Granica nie została przekroczona
Treść
Premier Jarosław Kaczyński udzielił Romanowi Giertychowi reprymendy za nieuzgodnioną z rządem wypowiedź ministra edukacji narodowej w Heidelbergu o potrzebie wprowadzenia w Europie ochrony życia dzieci poczętych i zakazu propagandy homoseksualnej. Według premiera, Giertych nie przekroczył jednak granicy, której pokonanie będzie oznaczać zerwanie koalicji. Po dyskusji, za pośrednictwem mediów dzisiaj ma dojść do spotkania obu polityków. Jednocześnie Jarosław Kaczyński zadeklarował, że Klub Prawa i Sprawiedliwości poprze zmianę w art. 30 Konstytucji mówiącą, że człowiek posiada niezbywalną godność "od chwili poczęcia".
- Udzieliłem reprymendy, bo doszedłem do wniosku, że pan wicepremier Giertych przesadził. Przesadził zarówno w tym, co powiedział za granicą, jak i w tym, co następnie mówił w kraju. I dlatego usłyszy - także przez media, bo nie był łaskawy ze mną porozmawiać - tę odpowiedź - mówił premier Jarosław Kaczyński. Według niego, Giertych choć powinien, to jednak nie uzgodnił swojej wypowiedzi z rządem. Przy czym Jarosław Kaczyński sam jednak zastrzegł, że jest zwolennikiem zakazu aborcji w wersji obowiązującej w naszym kraju obecnie oraz zakazu propagowania homoseksualizmu w szkołach. Premier polecił ministrowi edukacji zająć się przede wszystkim sprawami swojego resortu, gdyż - jak zaznaczył - sprawa absorpcji środków w dziedzinie edukacji wygląda "łagodnie mówiąc, nie najlepiej".
W reakcji na wypowiedzi premiera konferencję zwołał wicepremier Giertych. Odczytując treść swojego wystąpienia podczas spotkania unijnych ministrów edukacji w Heidelbergu, pytał premiera, "za które dokładnie zdanie, za który pogląd, za jakie przekonanie" otrzymał reprymendę. Według niego, akurat to spotkanie było miejscem, gdzie można było swoje zdanie przedstawić. - Tematyka spotkania dotyczyła moich kompetencji w ramach rządu, więc było to stanowisko rządu. Swoich poglądów nigdy nie ukrywałem. Nikt nie ma prawa być nimi zaskoczony - mówił Giertych. Wicepremier tłumaczył też, że jego wystąpienie było konsultowane w Komitecie Europejskim Rady Ministrów. Premier Jarosław Kaczyński zwrócił natomiast uwagę, że zastrzeżenia do niego zgłosił Komitet Integracji Europejskiej, więc żadne uzgodnienie nie nastąpiło. W ubiegłą sobotę Giertych zaapelował do premiera o przedstawienie stanowiska polskiego rządu w sprawie propagowania homoseksualizmu i aborcji.
Koalicja trwa
Kolejne przepychanki między koalicjantami stawiają stan koalicji pod znakiem zapytania. Według premiera Kaczyńskiego, Roman Giertych swoimi wypowiedziami nie przekroczył jednak pewnej granicy, której pokonanie oznaczałoby jego odejście z rządu, co skutkowałoby zerwaniem koalicji. - Oczywiście, jest taka granica, której przekroczenie będzie oznaczało zerwanie koalicji, ale ta granica w tym wypadku nie została jeszcze przekroczona - mówił premier. Nie odpowiedział jednak na pytanie, co takiego musiałby zrobić Roman Giertych, by cierpliwość szefa rządu sięgnęła granic.

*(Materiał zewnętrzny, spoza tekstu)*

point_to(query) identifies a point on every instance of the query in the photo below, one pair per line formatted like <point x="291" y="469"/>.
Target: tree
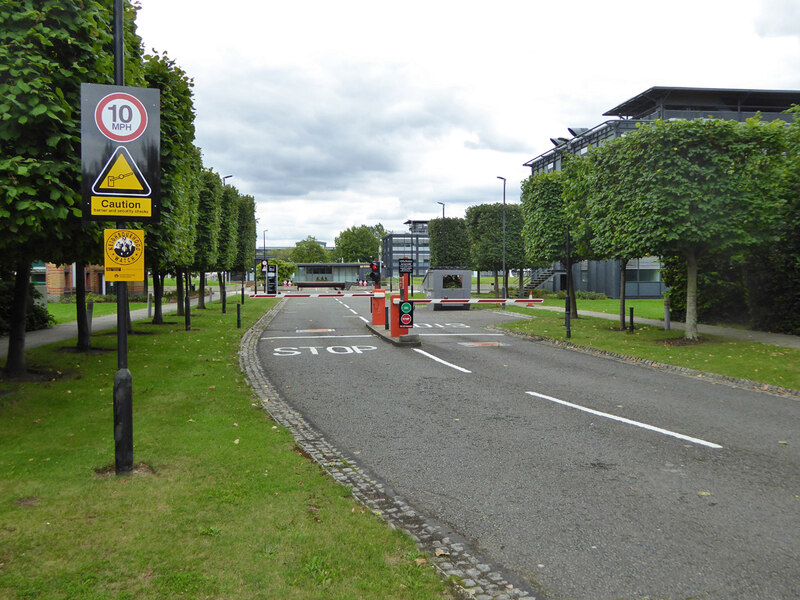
<point x="246" y="241"/>
<point x="689" y="188"/>
<point x="449" y="242"/>
<point x="47" y="49"/>
<point x="357" y="244"/>
<point x="208" y="227"/>
<point x="307" y="251"/>
<point x="485" y="230"/>
<point x="170" y="243"/>
<point x="548" y="233"/>
<point x="229" y="235"/>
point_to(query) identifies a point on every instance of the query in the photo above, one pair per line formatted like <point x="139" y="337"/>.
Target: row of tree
<point x="47" y="49"/>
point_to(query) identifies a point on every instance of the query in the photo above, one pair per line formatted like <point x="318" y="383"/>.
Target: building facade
<point x="643" y="276"/>
<point x="413" y="244"/>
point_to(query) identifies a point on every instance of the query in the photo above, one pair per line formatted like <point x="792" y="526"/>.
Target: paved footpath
<point x="67" y="331"/>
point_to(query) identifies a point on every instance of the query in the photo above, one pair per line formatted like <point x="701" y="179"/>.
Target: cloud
<point x="778" y="18"/>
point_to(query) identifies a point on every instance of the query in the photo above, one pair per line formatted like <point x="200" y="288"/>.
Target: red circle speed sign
<point x="121" y="117"/>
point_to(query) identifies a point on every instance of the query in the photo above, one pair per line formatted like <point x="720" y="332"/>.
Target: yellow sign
<point x="124" y="253"/>
<point x="121" y="177"/>
<point x="122" y="206"/>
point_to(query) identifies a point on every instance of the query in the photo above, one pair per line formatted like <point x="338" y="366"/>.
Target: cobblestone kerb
<point x="731" y="381"/>
<point x="454" y="559"/>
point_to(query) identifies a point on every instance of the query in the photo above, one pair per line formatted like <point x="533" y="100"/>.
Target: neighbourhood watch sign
<point x="120" y="153"/>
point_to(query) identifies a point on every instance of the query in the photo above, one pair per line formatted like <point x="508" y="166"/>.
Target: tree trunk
<point x="623" y="279"/>
<point x="158" y="295"/>
<point x="188" y="308"/>
<point x="222" y="295"/>
<point x="573" y="301"/>
<point x="84" y="342"/>
<point x="691" y="296"/>
<point x="201" y="299"/>
<point x="179" y="283"/>
<point x="15" y="361"/>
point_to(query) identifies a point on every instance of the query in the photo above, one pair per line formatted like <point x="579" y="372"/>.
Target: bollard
<point x="89" y="311"/>
<point x="567" y="319"/>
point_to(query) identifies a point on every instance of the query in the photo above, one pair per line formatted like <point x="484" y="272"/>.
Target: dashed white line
<point x="444" y="362"/>
<point x="680" y="436"/>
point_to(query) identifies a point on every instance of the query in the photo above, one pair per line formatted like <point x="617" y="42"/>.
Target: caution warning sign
<point x="121" y="177"/>
<point x="124" y="254"/>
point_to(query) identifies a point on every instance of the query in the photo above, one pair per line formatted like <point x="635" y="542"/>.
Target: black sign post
<point x="120" y="164"/>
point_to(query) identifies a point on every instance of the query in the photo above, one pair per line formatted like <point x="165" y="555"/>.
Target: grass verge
<point x="762" y="363"/>
<point x="221" y="505"/>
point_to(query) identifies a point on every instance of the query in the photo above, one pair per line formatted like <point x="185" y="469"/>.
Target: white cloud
<point x="338" y="114"/>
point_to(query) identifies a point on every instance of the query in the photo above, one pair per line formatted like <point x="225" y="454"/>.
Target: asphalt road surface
<point x="673" y="488"/>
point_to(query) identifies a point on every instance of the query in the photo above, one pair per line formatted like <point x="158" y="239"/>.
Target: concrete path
<point x="67" y="331"/>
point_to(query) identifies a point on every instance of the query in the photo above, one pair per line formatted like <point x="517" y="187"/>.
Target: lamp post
<point x="265" y="258"/>
<point x="505" y="276"/>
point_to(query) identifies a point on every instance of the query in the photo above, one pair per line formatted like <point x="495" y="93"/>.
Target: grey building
<point x="643" y="275"/>
<point x="413" y="244"/>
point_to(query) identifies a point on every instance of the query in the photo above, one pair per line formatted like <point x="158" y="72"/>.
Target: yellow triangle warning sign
<point x="121" y="177"/>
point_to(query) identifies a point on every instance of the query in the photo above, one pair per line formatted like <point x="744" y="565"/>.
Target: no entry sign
<point x="120" y="153"/>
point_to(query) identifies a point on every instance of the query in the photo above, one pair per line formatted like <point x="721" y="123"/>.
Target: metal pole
<point x="505" y="277"/>
<point x="123" y="380"/>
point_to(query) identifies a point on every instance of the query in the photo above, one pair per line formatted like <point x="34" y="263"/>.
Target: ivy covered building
<point x="643" y="278"/>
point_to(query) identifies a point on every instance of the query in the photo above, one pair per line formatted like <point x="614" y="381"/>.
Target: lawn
<point x="745" y="360"/>
<point x="222" y="504"/>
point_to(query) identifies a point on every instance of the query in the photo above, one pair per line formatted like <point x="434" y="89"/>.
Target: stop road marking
<point x="315" y="350"/>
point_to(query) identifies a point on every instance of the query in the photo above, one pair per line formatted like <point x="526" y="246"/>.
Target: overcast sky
<point x="334" y="114"/>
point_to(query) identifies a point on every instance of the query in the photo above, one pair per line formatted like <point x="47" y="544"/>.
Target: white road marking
<point x="311" y="337"/>
<point x="680" y="436"/>
<point x="461" y="334"/>
<point x="444" y="362"/>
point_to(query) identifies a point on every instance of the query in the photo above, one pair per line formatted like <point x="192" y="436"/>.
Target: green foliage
<point x="229" y="229"/>
<point x="47" y="48"/>
<point x="545" y="218"/>
<point x="307" y="251"/>
<point x="485" y="230"/>
<point x="172" y="241"/>
<point x="357" y="244"/>
<point x="449" y="242"/>
<point x="246" y="240"/>
<point x="208" y="230"/>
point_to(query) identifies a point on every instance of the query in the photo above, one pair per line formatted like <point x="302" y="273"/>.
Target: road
<point x="675" y="487"/>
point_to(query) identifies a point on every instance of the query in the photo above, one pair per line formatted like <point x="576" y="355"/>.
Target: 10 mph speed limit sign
<point x="120" y="153"/>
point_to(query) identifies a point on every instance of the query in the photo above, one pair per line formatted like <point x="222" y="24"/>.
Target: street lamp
<point x="265" y="258"/>
<point x="505" y="276"/>
<point x="442" y="233"/>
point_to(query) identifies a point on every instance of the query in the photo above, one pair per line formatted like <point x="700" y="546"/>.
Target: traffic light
<point x="406" y="313"/>
<point x="375" y="273"/>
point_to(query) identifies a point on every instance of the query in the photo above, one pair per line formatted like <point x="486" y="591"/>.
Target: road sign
<point x="120" y="153"/>
<point x="124" y="254"/>
<point x="406" y="266"/>
<point x="121" y="117"/>
<point x="406" y="315"/>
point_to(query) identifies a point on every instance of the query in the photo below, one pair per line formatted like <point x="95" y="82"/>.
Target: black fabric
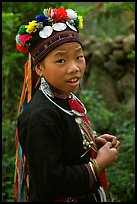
<point x="52" y="143"/>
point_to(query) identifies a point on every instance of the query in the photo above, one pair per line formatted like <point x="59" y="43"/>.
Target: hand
<point x="106" y="156"/>
<point x="101" y="140"/>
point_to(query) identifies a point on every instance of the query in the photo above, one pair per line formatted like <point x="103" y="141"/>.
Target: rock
<point x="129" y="43"/>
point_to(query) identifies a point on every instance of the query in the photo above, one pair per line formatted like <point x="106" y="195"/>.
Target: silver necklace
<point x="44" y="87"/>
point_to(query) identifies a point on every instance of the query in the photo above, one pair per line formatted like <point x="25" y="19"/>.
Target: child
<point x="58" y="158"/>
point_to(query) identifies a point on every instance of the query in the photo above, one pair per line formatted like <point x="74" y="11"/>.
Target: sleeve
<point x="45" y="160"/>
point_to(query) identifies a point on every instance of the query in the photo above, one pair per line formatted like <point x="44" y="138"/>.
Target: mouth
<point x="74" y="81"/>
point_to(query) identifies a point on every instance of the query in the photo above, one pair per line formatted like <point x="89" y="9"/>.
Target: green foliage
<point x="8" y="159"/>
<point x="121" y="175"/>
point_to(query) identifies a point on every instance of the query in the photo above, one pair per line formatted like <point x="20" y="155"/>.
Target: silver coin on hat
<point x="59" y="26"/>
<point x="71" y="26"/>
<point x="46" y="32"/>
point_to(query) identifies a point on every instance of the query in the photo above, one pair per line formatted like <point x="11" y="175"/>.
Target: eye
<point x="60" y="61"/>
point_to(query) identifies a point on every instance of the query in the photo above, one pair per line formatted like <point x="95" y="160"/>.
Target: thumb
<point x="108" y="144"/>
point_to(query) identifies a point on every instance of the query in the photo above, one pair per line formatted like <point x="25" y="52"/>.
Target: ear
<point x="38" y="69"/>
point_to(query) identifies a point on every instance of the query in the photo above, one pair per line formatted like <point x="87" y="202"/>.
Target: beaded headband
<point x="48" y="30"/>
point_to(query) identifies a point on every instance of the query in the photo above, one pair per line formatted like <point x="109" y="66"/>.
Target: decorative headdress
<point x="48" y="30"/>
<point x="51" y="28"/>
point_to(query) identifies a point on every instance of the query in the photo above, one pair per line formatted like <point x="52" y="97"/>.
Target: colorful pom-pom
<point x="23" y="49"/>
<point x="72" y="15"/>
<point x="24" y="38"/>
<point x="41" y="17"/>
<point x="31" y="27"/>
<point x="61" y="15"/>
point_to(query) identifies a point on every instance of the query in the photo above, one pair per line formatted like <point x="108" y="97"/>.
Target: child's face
<point x="63" y="68"/>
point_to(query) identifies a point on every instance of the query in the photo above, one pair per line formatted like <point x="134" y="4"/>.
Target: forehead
<point x="68" y="46"/>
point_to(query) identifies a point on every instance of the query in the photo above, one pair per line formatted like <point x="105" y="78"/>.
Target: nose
<point x="73" y="67"/>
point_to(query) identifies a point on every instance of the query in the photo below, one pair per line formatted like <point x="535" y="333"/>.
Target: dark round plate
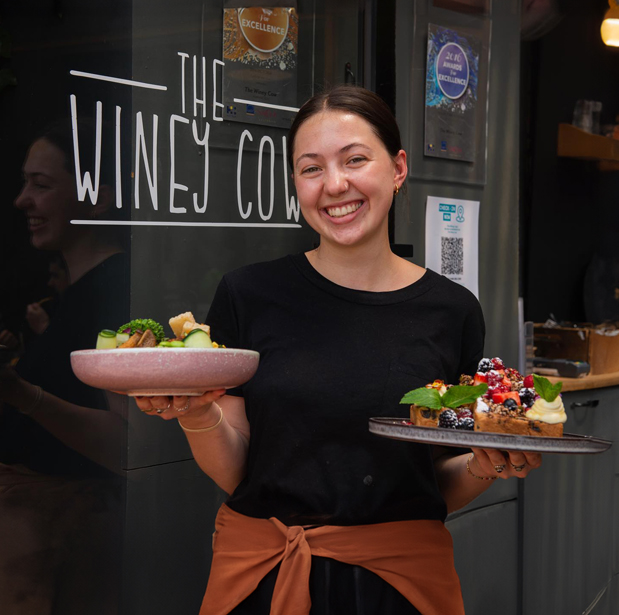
<point x="401" y="429"/>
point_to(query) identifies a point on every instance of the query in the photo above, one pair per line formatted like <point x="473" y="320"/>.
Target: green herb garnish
<point x="454" y="397"/>
<point x="424" y="397"/>
<point x="141" y="324"/>
<point x="545" y="389"/>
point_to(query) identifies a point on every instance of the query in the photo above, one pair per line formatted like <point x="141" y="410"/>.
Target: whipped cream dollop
<point x="547" y="411"/>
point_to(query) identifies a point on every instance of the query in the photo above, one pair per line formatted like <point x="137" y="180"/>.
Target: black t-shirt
<point x="331" y="358"/>
<point x="98" y="300"/>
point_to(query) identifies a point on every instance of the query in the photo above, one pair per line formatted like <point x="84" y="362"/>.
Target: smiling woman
<point x="321" y="512"/>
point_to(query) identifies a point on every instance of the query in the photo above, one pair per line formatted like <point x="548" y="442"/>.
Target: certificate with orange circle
<point x="260" y="46"/>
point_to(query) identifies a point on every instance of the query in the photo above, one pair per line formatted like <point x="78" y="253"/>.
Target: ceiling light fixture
<point x="610" y="25"/>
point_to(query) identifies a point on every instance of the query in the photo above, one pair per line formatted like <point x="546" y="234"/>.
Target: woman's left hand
<point x="489" y="462"/>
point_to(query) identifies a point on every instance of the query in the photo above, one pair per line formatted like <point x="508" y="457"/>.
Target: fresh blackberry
<point x="527" y="397"/>
<point x="466" y="424"/>
<point x="510" y="404"/>
<point x="485" y="365"/>
<point x="448" y="419"/>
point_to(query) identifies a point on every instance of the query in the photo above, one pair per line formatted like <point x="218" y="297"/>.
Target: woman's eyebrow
<point x="344" y="149"/>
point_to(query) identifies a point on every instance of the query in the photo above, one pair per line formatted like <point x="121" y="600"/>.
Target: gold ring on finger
<point x="185" y="407"/>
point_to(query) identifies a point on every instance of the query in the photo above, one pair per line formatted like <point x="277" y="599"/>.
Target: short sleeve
<point x="473" y="339"/>
<point x="222" y="317"/>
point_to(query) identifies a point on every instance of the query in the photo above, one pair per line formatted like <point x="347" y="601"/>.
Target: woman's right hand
<point x="193" y="410"/>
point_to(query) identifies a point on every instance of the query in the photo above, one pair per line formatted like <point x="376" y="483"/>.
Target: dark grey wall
<point x="494" y="515"/>
<point x="498" y="226"/>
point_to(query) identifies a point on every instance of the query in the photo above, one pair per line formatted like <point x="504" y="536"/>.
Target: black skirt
<point x="335" y="588"/>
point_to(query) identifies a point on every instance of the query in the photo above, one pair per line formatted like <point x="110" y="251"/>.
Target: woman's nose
<point x="23" y="199"/>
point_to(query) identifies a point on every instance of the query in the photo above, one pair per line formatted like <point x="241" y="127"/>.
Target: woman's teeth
<point x="338" y="212"/>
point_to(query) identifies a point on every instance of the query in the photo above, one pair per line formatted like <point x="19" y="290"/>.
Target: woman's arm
<point x="218" y="446"/>
<point x="460" y="484"/>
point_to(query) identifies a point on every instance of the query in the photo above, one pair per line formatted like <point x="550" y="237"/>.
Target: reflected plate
<point x="164" y="371"/>
<point x="401" y="429"/>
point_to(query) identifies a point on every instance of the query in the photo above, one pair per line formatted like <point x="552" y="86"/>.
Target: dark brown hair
<point x="350" y="99"/>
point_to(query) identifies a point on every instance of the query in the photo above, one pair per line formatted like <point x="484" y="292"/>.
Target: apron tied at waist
<point x="415" y="557"/>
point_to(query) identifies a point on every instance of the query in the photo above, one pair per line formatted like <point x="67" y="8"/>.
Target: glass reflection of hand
<point x="8" y="340"/>
<point x="37" y="318"/>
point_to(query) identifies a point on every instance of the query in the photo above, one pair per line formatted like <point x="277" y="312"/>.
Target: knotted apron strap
<point x="291" y="594"/>
<point x="245" y="549"/>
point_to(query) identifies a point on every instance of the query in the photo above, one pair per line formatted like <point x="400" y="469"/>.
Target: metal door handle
<point x="591" y="403"/>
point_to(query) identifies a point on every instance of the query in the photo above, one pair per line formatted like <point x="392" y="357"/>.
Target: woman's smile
<point x="342" y="211"/>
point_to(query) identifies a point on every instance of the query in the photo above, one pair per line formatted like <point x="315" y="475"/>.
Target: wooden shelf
<point x="576" y="143"/>
<point x="587" y="382"/>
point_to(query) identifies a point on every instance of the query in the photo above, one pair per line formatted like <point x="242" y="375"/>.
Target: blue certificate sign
<point x="451" y="94"/>
<point x="452" y="70"/>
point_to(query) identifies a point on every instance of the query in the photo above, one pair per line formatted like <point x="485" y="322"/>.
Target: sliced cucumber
<point x="198" y="338"/>
<point x="121" y="338"/>
<point x="106" y="339"/>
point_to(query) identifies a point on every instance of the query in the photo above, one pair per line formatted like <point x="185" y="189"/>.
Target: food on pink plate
<point x="148" y="333"/>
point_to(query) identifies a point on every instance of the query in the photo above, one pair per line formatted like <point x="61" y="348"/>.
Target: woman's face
<point x="345" y="178"/>
<point x="49" y="198"/>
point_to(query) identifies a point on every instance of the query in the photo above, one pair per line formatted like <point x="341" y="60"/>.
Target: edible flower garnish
<point x="454" y="397"/>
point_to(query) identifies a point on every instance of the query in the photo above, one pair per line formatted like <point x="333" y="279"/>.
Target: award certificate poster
<point x="260" y="74"/>
<point x="452" y="240"/>
<point x="452" y="72"/>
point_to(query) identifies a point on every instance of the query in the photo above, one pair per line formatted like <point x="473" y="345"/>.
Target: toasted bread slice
<point x="179" y="321"/>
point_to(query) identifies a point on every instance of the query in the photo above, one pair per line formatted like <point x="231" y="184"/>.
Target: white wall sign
<point x="452" y="240"/>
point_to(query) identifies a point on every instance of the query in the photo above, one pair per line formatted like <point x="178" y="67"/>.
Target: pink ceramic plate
<point x="164" y="371"/>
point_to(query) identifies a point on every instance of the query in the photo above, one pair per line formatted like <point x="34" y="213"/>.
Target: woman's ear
<point x="400" y="168"/>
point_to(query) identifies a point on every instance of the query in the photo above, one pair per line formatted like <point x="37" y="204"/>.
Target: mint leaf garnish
<point x="461" y="395"/>
<point x="545" y="389"/>
<point x="424" y="397"/>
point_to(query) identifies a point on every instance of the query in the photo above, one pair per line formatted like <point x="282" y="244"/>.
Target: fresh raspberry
<point x="498" y="363"/>
<point x="448" y="419"/>
<point x="513" y="374"/>
<point x="494" y="378"/>
<point x="485" y="365"/>
<point x="510" y="404"/>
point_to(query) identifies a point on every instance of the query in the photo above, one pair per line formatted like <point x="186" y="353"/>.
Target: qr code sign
<point x="452" y="255"/>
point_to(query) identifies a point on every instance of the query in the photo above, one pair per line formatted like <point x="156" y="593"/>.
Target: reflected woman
<point x="60" y="441"/>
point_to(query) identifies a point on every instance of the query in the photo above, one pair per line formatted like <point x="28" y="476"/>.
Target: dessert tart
<point x="496" y="399"/>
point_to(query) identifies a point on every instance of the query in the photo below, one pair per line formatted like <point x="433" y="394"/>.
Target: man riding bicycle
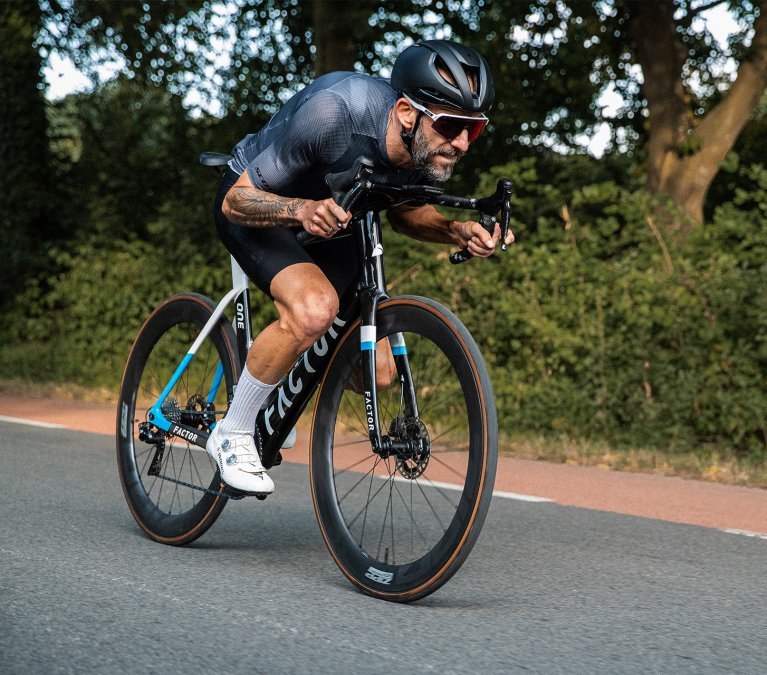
<point x="416" y="127"/>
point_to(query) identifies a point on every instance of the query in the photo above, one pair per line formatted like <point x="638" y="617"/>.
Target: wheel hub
<point x="411" y="432"/>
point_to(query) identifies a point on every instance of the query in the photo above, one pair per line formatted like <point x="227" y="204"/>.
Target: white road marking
<point x="31" y="423"/>
<point x="746" y="533"/>
<point x="496" y="493"/>
<point x="522" y="498"/>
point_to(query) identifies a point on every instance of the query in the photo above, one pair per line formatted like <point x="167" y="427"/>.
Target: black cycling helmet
<point x="416" y="73"/>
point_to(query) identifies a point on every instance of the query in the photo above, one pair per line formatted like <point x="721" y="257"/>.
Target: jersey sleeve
<point x="317" y="133"/>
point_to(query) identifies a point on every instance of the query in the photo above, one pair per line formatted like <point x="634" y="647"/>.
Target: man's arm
<point x="425" y="223"/>
<point x="246" y="204"/>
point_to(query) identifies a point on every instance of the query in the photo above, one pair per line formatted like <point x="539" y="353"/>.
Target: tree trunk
<point x="335" y="22"/>
<point x="684" y="153"/>
<point x="25" y="196"/>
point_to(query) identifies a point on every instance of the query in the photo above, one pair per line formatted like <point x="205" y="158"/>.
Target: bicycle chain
<point x="218" y="493"/>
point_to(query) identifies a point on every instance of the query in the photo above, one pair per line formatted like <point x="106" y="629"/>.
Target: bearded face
<point x="437" y="164"/>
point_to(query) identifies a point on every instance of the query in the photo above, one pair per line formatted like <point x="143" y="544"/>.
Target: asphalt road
<point x="548" y="588"/>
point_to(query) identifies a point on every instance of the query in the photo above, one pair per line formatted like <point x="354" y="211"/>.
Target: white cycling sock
<point x="248" y="399"/>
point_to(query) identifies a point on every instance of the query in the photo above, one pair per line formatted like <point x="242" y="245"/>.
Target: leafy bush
<point x="597" y="324"/>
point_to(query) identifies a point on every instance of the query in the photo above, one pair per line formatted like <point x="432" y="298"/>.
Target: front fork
<point x="371" y="292"/>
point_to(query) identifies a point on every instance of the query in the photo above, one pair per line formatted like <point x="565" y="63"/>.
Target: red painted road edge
<point x="676" y="500"/>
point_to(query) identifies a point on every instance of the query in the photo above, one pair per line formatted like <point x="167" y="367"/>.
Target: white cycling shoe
<point x="238" y="462"/>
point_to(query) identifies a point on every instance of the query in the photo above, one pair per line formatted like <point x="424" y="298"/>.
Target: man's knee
<point x="309" y="315"/>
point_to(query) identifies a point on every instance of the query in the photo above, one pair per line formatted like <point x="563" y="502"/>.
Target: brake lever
<point x="501" y="199"/>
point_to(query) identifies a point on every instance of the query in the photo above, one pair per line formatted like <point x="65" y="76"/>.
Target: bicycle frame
<point x="291" y="396"/>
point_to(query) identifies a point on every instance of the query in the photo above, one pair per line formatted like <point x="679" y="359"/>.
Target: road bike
<point x="401" y="471"/>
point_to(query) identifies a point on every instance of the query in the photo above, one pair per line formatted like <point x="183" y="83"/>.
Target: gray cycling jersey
<point x="323" y="129"/>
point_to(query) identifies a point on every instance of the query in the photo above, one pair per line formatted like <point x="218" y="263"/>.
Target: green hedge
<point x="597" y="324"/>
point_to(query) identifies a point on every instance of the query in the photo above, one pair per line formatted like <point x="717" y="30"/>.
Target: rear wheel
<point x="171" y="492"/>
<point x="400" y="526"/>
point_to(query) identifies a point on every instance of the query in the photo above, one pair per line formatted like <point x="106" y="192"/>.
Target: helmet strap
<point x="408" y="136"/>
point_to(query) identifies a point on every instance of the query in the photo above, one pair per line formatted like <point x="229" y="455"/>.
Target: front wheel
<point x="400" y="526"/>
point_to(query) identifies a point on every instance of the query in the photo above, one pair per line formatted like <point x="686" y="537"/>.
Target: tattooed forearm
<point x="250" y="206"/>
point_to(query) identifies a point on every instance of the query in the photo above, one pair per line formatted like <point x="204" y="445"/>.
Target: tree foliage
<point x="28" y="220"/>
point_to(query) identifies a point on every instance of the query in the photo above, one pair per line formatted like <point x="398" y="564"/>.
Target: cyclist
<point x="416" y="126"/>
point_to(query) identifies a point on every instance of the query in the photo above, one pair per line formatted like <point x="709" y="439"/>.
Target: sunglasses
<point x="451" y="126"/>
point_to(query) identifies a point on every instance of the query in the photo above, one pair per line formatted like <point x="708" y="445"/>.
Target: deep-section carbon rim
<point x="169" y="511"/>
<point x="400" y="527"/>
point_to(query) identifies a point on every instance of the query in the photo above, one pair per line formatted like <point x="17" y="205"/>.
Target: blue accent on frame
<point x="216" y="382"/>
<point x="158" y="419"/>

Według Romana Giertycha, nie ma zagrożenia dla koalicji, lecz jest spór w odniesieniu do poglądów dotyczących "pewnych spraw". - Spory w ramach koalicji są standardem we wszystkich krajach. Gdybyśmy z premierem mieli jedno zdanie we wszystkich sprawach, to stworzylibyśmy jedną partię - mówił wicepremier. Jednocześnie podtrzymał, że poglądów w kwestii życia i propagowania homoseksualizmu jego ugrupowanie nie zmieni.
Jaki zapis w Konstytucji
Dymisji Giertycha domaga się koalicja Lewica i Demokraci, która wystąpienie ministra edukacji w Heidelbergu uznała za "skandaliczny incydent". SLD chce natomiast przeprowadzenia referendum, jeśli większości parlamentarnej uda się zmienić Konstytucję w kwestii ochrony życia człowieka od momentu poczęcia. W ostatni piątek sejmowa komisja nadzwyczajna do zmian w Konstytucji poparła poprawkę zmieniającą art. 30 Konstytucji. Mówi ona o ochronie godności człowieka z dopisaniem słów "od chwili poczęcia". Według premiera Jarosława Kaczyńskiego, klub parlamentarny PiS tę poprawkę poprze. Inną sprawą jest jednak to, czy znajdzie się sejmowa większość dla jej poparcia i ilu posłów zagłosuje za wnioskiem mniejszości, w którym postulowana jest zmiana art. 38. Do zmiany Konstytucji potrzebne jest 307 głosów "za".